Optimizing Exercises for Automated Assessment

A few best practices should be considered to get the best possible assessment suggestions for a modeling exercise. As the current version of the module for generating suggestions for modeling exercises is based on a large language model, when composing grading instructions for an exercise, it is advisable to follow similar strategies as for prompt engineering an LLM: https://platform.openai.com/docs/guides/prompt-engineering

One of the strategies for optimizing the prompt results of an LLM is instructing the model as clearly as possible about the expected output of the task at hand. The following listing shows grading instructions for an exemplary BPMN process modeling exercise optimized for automatic assessment. The instructions explicitly list all aspects Athena should assess of and how credits should be assigned accordingly ensuring consistent suggestions across all submissions.
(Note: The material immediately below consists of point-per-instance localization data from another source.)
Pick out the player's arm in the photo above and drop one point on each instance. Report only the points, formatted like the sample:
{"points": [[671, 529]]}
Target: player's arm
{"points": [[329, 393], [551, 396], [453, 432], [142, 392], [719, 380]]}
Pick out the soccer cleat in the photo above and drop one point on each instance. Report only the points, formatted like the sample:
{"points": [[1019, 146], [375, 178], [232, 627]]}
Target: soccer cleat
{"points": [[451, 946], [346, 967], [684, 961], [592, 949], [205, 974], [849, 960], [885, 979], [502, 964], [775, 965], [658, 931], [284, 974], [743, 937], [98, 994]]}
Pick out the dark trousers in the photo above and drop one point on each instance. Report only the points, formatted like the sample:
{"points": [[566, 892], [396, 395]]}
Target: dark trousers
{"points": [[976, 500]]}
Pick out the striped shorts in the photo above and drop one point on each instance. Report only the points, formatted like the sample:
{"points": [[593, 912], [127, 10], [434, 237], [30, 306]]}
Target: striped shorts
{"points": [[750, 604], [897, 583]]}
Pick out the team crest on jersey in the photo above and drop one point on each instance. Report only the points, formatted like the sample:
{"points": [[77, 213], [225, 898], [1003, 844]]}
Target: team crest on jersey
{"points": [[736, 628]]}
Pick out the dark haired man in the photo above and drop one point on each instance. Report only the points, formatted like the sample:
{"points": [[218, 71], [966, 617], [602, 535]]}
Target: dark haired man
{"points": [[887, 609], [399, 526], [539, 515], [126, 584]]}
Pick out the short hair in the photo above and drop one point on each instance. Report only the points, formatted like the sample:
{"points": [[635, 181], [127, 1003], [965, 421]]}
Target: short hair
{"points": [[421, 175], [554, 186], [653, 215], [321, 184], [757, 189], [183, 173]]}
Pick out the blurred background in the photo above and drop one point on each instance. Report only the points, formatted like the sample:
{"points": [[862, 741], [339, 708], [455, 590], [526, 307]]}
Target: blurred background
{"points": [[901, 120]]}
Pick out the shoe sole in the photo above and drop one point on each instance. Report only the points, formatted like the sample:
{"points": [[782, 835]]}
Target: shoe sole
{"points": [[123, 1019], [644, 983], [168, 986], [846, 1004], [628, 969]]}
Evaluate the following 10 criteria:

1. Give 1 point if all elements described in the problem statement are present in the submission, 0 otherwise.
2. Give 1 point if the outgoing flows from an exclusive gateway are also labeled if there is more than one outgoing flow from the exclusive gateway, 0 otherwise.
3. Give 1 point if a start-event is present in the student's submission, 0 otherwise.
4. Give 1 point if an end-event is present in the student's submission, 0 otherwise.
5. Give 0 points if the activities in the diagram are not in the correct order according to the problem statement, 1 otherwise.
6. Give 1 point if all pools and swimlanes are labeled, 0 otherwise.
7. Give 1 point if the submission does not contain elements that are not described in the problem statement, 0 otherwise.
8. Give 1 point if all diagram elements are connected, 0 otherwise.
9. Give 1 point if all tasks are named in the "Verb Object"-format where a name consists of a verb followed by the object, 0 otherwise.
10. Give 1 point if no sequence flows connect elements in two different pools, 0 otherwise.